Bully death: the pain of two families
Nkululeko Ndlovu’s grandmother puts her wrinkled hands together, closes her eyes and bows her head as the sounds of prayer and hymns wash over her.
It’s Thursday, and five pupils from Phineas Xulu Secondary in Vosloorus, Ekurhuleni, are holding a prayer in the room in which Thandiwe Ndlovu sits on a mattress, mourning the grandson she raised.
Nkululeko died two days ago, killed by a bullet to the head, which was allegedly fired by a schoolmate.
“He was a very quiet somebody,” the 71-year-old woman says of her grandson, who was in Grade 10.
“Even when you reprimanded him he would listen. He gave me no problems as I raised him.”
It’s a very different story to the version that has made headlines this week: schoolmates have revealed that Nkululeko and his friends had been bullying the boy who allegedly shot him.
Thandiwe says: “What hurts is the label they have given my son, that he was a bully. If he was a bully, he should have started with me.”
His mother, Portia Bambiso, interjects and asks: “Even if he was a bully, did he deserve death?”
Nkululeko loved soccer and dreamed of playing professionally. He also loved to draw. “Anything he drew was beautiful,” Portia says.
They still had not heard from the alleged shooter’s family when City Press spoke to them.
Thandiwe says: “If they had ubuntu and were empathetic, they would have contacted us. We wish for the families to be reconciled.”
The family also wants justice to take its course.
“There is no bad thing we wish for them (the alleged shooter’s family),” says Thandiwe.

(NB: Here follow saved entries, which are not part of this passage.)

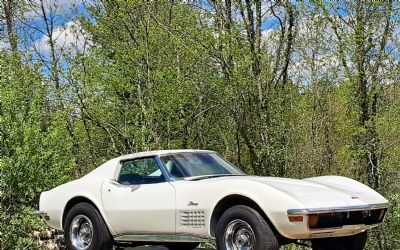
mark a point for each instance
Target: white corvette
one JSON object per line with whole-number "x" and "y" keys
{"x": 179, "y": 198}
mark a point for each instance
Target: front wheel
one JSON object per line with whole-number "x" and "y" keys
{"x": 242, "y": 227}
{"x": 85, "y": 229}
{"x": 353, "y": 242}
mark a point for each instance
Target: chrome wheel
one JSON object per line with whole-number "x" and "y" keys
{"x": 239, "y": 236}
{"x": 81, "y": 232}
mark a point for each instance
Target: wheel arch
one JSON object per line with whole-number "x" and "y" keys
{"x": 230, "y": 201}
{"x": 240, "y": 199}
{"x": 79, "y": 199}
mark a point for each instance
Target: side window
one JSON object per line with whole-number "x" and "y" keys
{"x": 140, "y": 171}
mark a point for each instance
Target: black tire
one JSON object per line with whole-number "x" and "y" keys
{"x": 100, "y": 237}
{"x": 255, "y": 226}
{"x": 181, "y": 245}
{"x": 353, "y": 242}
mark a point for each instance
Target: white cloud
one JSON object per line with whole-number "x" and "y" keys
{"x": 67, "y": 37}
{"x": 4, "y": 44}
{"x": 55, "y": 7}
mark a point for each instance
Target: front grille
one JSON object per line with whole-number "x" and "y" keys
{"x": 339, "y": 219}
{"x": 193, "y": 219}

Just a few minutes away is the alleged shooter’s home.
Downcast and sombre, he hardly looked up during his brief appearance in the Boksburg Magistrates’ Court on Thursday morning.
The boy, who turned 18 in September, came from Limpopo with his younger brother to live with his mother last July, a relative who asked not to be named told City Press.
During his court appearance, the magistrate ordered that the boy not be identified. He is due back in court next Thursday.
The boy’s relative told City Press: “He is not outspoken. He is quiet and a hard worker. He told me he wanted to be a doctor.”
His mother, a police officer in Vosloorus, placed her sons in nearby schools so she could support them.
The boy often told his family he was being bullied at school.
“He was humiliated,” his relative told City Press, recounting how his possessions were taken from him and his tormentors slapped him around.
The boy’s family was adamant that although he was bullied, if he did pull the trigger his actions were wrong.
Explaining why the family had not contacted the Ndlovus, the relative says: “In our culture (the family is Tsonga), when two fight and one dies, we stand together.
“In ubuntu we hold hands, we don’t allow things to fall apart. I have failed to find a mediator for us to go and say sorry to that family.
“We want someone to stand between us and that family. We are so sorry and ashamed that this has happened.”